When you have a protagonist like Rizzo who once said he was going to make Attila the Hun “look like a faggot,” your documentary is probably half-made, and Mugge gives us an array of supporters and detractors — the latter including some who nonetheless marvel at how well the city’s top cop (even when he was mayor) was able to keep oiling his political machine despite (or probably due to) his subterranean demos with the black and gay communities who were often on the wrong end of police raids. Sometimes those throwing brickbats are from Central Casting as well, including one tweedy political opponent who’s interviewed wearing a bowtie, which is not the kind of garb you wear when taking on an adversary who talks loudly and carries a big stick. (Some industrious photojournalist once got a shot, which we see here, of Rizzo in a tux that has a nightstick jutting out of its cummerbund.)
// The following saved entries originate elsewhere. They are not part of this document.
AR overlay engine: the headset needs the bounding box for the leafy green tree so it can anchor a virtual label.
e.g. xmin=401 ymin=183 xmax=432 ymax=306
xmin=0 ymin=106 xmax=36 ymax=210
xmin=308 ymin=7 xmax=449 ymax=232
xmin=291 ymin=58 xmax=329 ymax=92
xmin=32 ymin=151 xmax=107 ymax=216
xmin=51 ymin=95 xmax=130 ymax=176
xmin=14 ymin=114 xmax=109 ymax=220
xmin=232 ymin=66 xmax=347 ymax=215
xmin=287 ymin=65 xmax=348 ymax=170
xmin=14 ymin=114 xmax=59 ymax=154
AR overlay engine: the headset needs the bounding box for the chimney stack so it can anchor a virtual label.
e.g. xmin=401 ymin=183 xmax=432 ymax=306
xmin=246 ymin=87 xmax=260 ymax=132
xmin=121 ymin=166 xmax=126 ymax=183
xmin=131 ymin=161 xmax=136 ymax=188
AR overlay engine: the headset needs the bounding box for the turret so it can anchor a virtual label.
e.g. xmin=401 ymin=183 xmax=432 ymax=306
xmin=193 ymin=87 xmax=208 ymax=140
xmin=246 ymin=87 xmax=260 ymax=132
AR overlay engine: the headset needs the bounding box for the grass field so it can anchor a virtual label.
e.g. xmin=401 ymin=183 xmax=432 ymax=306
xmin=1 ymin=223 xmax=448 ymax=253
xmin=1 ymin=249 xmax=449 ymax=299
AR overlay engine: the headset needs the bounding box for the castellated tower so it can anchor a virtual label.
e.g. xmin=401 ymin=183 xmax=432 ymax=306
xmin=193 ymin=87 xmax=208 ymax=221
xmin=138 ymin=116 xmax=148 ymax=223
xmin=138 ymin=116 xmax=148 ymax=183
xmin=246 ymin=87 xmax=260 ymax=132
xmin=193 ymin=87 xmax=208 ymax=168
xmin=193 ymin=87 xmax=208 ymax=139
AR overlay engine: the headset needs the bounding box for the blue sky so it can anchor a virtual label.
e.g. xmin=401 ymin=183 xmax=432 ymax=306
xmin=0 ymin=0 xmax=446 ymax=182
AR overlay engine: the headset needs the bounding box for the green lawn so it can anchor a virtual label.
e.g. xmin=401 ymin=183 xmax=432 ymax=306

MVD has released this portrait as is and without any fresh remastering, which means that the reddish faces we see come more from lab shortcomings than, say, scenes of over-imbibed wine down at a neighborhood saloon packed with Rizzo enthusiasts who sing along to the establishment’s resident accordionist. Interviewed journalists include a young and then-local Andrea Mitchell as a brunette, which for at least a few seconds renders her unrecognizable (though the voice is unmistakable). Rizzo was known for courting news folk who treated him well in what came to feel like some kind of quid pro quo arrangement, though the PR mechanism broke down some when the local papers got new owners and the Philadelphia Inquirer won a string of Pulitzers in a major turnaround under editor Eugene L. Roberts, Jr. — including, eventually, a Pulitzer winner about racial abuses in the city’s police department.

In that climate, things weren’t as cozy as they’d been, and hopes of further political advancement (the governor’s office, anyone?) took a hit after Rizzo ill-advisedly agreed to like a lie detector test amid controversy over his patronage abuses — one that he flunked. It was the kind of political publicity one just can’t buy, no matter what one’s political affiliation. And Rizzo, by the way, was a Democrat but one who often cozied up to Republicans — and here he is, via photos or footage, with Bob Hope, Richard Nixon, Frank Sinatra and Sammy Davis Jr. (Was Sammy a Republican, or did he just like to hug Republicans?) 

Rizzo won a second term, and it was during this time that 1978's Amateur Night was completed, with some key parts of his political saga yet to come. Foremost was his death in 1991, when after a long period out of office and a switch to the Republican party, he won his primary in an attempt to become mayor for a third term against eventual Pennsylvania governor Ed Rendell (now a fairly regular presence on MSNBC after all these years). When still a Democrat, Rizzo had tried to find a legal way to run for a third term in 1979, but voters (in a charter vote) gave that one an emphatic no. Thus, Rizzo’s coulda-been additional success is an open question (though the tea leaves readings weren’t great) because he suffered a sudden and fatal Big One during the July before the ’91 election. Now, that career capper could serve a great documentary by itself — or even a theatrical feature or HBO movie amid current discussions of overzealous police practices. Rizzo’s base obviously remained faithful because his funeral was one of the biggest, if not the biggest in Philadelphia history — though let it be noted that Philly native Mario Lanza was buried in California after his far more untimely death, which had the possible effect of cooking the tally.